The 100 Year Old Man Who Climbed out of the Window and Disappeared – Jonas Jonasson

Or The 100 Year Old Man for short.

This was a great book, based on a charming idea, with a title which is designed to be intriguing. It’s very funny in places and gently amusing all the way through, though based on a similar premise throughout – the rebel as hero, the victim as conqueror. It’s a sort of Swedish Forrest Gump – with the innocence of Gump replaced by the innocence of old age – at first an old age that has gone beyond social constraints – a bit like Jenny Jones – When I am Old I shall wear purple. Allan runs away from the old people’s home and the dictatorial warden on his 100th birthday; so far so ordinary. He defeats the local hoodlum, and the plot broadens to show Allan Karlsson’s life across the twentieth century.

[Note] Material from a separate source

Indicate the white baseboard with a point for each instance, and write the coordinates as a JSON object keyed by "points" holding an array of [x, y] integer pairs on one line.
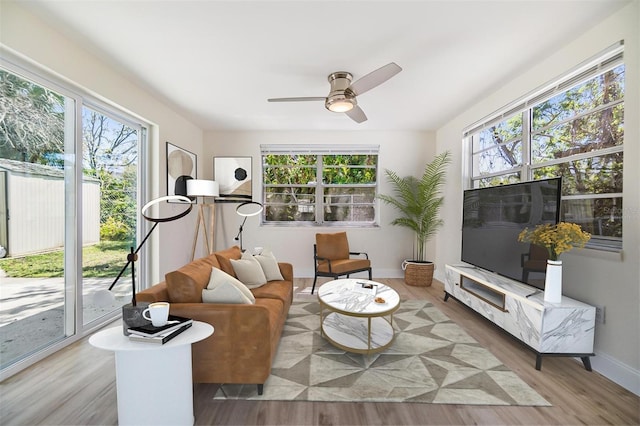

The chapters alternate between the present day – Allan on the run from the police with a suitcase of money, an elephant and a gang of cronies – and Allan’s past, in which he appears at many of the crucial moments of history. The dual narrative allows Jonas to pop off at Swedish society and pretty much every ideology and significant historical figure of the last 100 years. It’s a shaggy dog story, totally unbelievable and very amusing. The narrative is driven by coincidence after coincidence, often hilariously, never with cruelty, but mostly its moral standpoints are rather trite – juvenile in a way – both in their simplicity and their naive emphasis on the freedom of the individual and the amorality of power and social structures.

In Allan Karlsson’s world paradise is a vodka on a tropical beach. It would be a poorer world if that was all there was to life, and in this book there is compassion and humanity. At heart though it’s an adolescent.